Zeroth Order Optimisation

Zeroth Order optimisation was introduced recently to address the shortcomings of derivative-free optimisation. Derivative-free optimisation methods find it difficult to scale to large-size problems and suffer from lack of convergence rate analysis.

Zeroth Order advantages include:

Ease of implementation with only a small modification of commonly-used gradient-based algorithms
Computationally efficient approximations to derivatives when they are difficult to compute
Comparable convergence rates to first-order algorithms.

For Meta Learning

Meta-optimiser is popular within the meta learning regime. The purpose of meta learning is to achieve fast learning, which, in turn, makes gradient descent more accurate in the optimisation. The optimisation process itself can be regarded as a learning problem to learn the prediction gradient rather than a determined gradient descent algorithm. Due to the similarity between the gradient update in backpropagation and the cell state update, LSTM is often used as the meta-optimiser.
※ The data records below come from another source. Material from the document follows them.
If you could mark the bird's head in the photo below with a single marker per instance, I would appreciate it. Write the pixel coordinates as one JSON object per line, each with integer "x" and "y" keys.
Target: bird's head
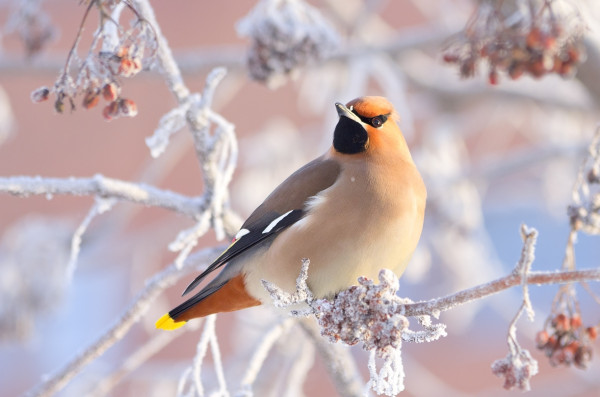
{"x": 366, "y": 124}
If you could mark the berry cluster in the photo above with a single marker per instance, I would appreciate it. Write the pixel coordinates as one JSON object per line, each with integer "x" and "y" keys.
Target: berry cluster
{"x": 566, "y": 341}
{"x": 99, "y": 73}
{"x": 365, "y": 312}
{"x": 538, "y": 44}
{"x": 286, "y": 35}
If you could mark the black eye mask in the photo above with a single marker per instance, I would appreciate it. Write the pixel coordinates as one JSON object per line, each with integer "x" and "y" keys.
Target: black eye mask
{"x": 376, "y": 121}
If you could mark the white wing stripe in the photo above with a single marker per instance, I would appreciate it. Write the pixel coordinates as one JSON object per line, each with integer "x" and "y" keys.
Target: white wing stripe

Whereas, model-agnostic meta learning algorithm (MAML) is another method, which learns the parameters of models subjected to gradient descent methods that include classification, regression and reinforcement learning. The basic idea of the model-agnostic algorithm is to begin multiple tasks at the same time, and then get the synthetic gradient direction of different tasks, so as to learn a common base model.

These are few of the frequently used optimisation methods. Apart from these, there are other methods, which can be found in this study.

That said, the problem of optimisation for deep learning doesn’t end here because not all problems come under convex optimisation. Non-convex optimisation is one of the difficulties in the optimisation problem.

One approach is to transform the non-convex optimisation into a convex optimisation problem, and then use the convex optimisation method. The other is to use some special optimisation method such as projection gradient descent, alternating minimisation, expectation maximisation algorithm and stochastic optimisation and its variants.